Resident Physician University of Nebraska Medical Center Omaha, NE, US
Disclosure(s):
Luke Weisbrod, MD: No financial relationships to disclose
Introduction: Due to rapidly rising healthcare costs, leveraging outpatient surgery to reduce hospital inpatient burden is being explored. This study provides a systematic review of the literature on outpatient anterior lumbar interbody fusion with pooled analysis to determine its safety and feasibility.

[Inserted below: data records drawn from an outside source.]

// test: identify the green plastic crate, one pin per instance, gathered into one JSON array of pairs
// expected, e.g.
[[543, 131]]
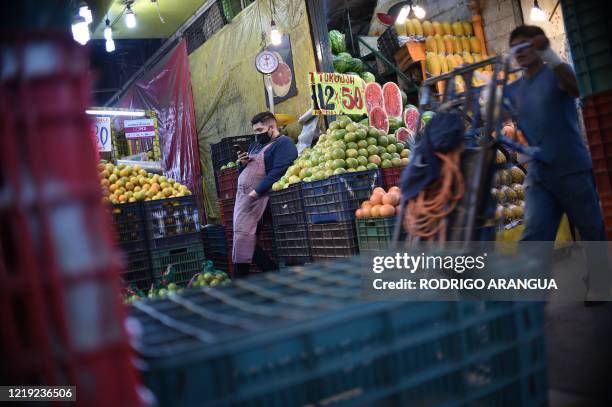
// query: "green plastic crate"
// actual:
[[590, 37], [187, 261], [375, 234]]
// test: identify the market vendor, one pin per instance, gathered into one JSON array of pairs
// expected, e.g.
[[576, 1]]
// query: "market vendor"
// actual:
[[266, 162], [544, 107]]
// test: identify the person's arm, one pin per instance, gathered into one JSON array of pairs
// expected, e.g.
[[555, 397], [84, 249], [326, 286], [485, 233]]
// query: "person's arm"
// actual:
[[282, 157], [564, 73]]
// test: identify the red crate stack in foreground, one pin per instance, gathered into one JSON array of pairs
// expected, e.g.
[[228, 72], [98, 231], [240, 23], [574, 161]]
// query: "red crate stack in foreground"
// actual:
[[60, 308]]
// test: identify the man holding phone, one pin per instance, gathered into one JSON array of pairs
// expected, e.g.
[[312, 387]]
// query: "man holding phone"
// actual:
[[266, 162]]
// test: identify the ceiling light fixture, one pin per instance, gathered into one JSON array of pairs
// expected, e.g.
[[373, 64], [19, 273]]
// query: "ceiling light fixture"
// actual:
[[130, 17], [537, 14], [80, 30], [275, 35]]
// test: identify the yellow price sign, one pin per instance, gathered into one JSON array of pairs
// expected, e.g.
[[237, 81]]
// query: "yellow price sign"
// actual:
[[335, 94]]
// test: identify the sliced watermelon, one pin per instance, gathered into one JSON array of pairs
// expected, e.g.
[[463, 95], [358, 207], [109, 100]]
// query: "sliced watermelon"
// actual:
[[373, 96], [379, 119], [392, 100], [411, 118]]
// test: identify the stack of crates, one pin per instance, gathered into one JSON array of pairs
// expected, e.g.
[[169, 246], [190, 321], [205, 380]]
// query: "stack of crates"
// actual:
[[590, 38], [173, 231], [330, 206], [215, 246], [132, 240], [270, 346], [290, 226]]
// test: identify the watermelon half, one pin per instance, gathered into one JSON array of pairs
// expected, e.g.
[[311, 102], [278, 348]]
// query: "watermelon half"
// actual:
[[373, 96], [411, 118], [392, 100], [379, 119]]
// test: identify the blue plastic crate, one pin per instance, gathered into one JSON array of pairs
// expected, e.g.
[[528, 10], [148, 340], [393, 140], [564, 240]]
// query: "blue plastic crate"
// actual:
[[302, 336], [336, 198]]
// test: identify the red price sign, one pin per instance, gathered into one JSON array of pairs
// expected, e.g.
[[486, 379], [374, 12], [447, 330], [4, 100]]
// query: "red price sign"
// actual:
[[335, 94]]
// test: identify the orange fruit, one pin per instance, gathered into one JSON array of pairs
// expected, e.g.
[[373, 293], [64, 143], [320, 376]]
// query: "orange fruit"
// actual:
[[375, 212], [387, 210]]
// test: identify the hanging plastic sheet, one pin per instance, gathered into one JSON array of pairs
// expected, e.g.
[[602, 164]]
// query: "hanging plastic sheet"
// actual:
[[166, 89], [228, 90]]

Methods: EMBASE (Elsevier), MEDLINE (EBSCO), CINAHL (EBSCO), and the Cochrane Library (Wiley) were searched on April 8, 2024, for articles mentioning the search concepts: (1) ambulatory; (2) outpatient; and (3) ALIF surgery. Included studies had (1) patients undergoing outpatient ALIF; (2) an inpatient control group; (3) a sample size of ≥5 in each cohort; (4) a population ≥18 years. Outcome data were extracted from studies meeting inclusion criteria, and Newcastle-Ottawa scores were assigned to included studies lacking a prospective, randomized design. Fixed and random effects models were used to establish odds ratios (OR) and mean difference (MD) with 95% confidence intervals (CI) for each outcome.
Results: Pooled analysis included results from 4 studies. A total of 2,070 patients underwent outpatient ALIF and 12,554 underwent inpatient ALIF. The results showed outpatient ALIF compared to inpatient resulted in a statistically significant decrease in post-operative adverse events (OR -0.89, 95% CI [-1.69, -0.09], I2 = 54.88%, p = 0.03), comparable readmission rates (OR 0.02, 95% CI [-0.16, 0.20], I2 = 0%, p = 0.816), and nearly statistically significant decreases in reoperation rates (OR -0.41, 95% CI [-0.83, -0.00], I2 = 0%, p = 0.05).

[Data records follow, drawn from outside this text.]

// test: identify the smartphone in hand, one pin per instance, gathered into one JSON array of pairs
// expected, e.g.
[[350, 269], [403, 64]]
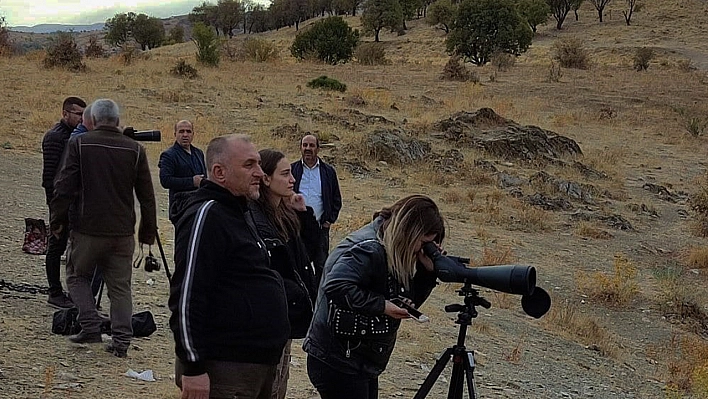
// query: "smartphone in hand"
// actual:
[[415, 313]]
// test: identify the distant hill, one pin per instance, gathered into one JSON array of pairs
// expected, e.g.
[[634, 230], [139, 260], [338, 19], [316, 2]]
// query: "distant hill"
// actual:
[[51, 28]]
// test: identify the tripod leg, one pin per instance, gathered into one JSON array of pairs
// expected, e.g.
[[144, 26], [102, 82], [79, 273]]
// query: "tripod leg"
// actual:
[[434, 374], [469, 372]]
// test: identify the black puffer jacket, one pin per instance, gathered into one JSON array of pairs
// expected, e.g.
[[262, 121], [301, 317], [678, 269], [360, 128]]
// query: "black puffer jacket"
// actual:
[[227, 302], [53, 145], [291, 260], [356, 277]]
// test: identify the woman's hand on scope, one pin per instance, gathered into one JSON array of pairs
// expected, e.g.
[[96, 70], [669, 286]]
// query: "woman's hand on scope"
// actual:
[[395, 312], [425, 260]]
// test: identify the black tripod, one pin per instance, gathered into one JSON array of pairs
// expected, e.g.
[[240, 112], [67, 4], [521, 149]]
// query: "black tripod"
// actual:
[[462, 359], [164, 263]]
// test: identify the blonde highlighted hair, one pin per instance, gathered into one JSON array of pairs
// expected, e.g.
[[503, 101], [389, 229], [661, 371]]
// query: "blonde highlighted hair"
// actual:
[[405, 222]]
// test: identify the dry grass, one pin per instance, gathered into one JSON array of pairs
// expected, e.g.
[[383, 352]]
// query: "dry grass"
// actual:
[[688, 365], [698, 257], [588, 230], [617, 288], [567, 319], [622, 120]]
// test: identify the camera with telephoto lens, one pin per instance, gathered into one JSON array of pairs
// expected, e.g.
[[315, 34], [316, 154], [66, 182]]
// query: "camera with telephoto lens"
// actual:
[[142, 135], [151, 263]]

Conclusion : These meta-analyses suggest outpatient ALIF is associated with a statistically significant decrease in post-operative adverse events without a significant difference in hospital readmission or reoperation rates. These results suggest in carefully selected patients, outpatient ALIF is safe and feasible. This study is limited by pooled analysis of retrospective data.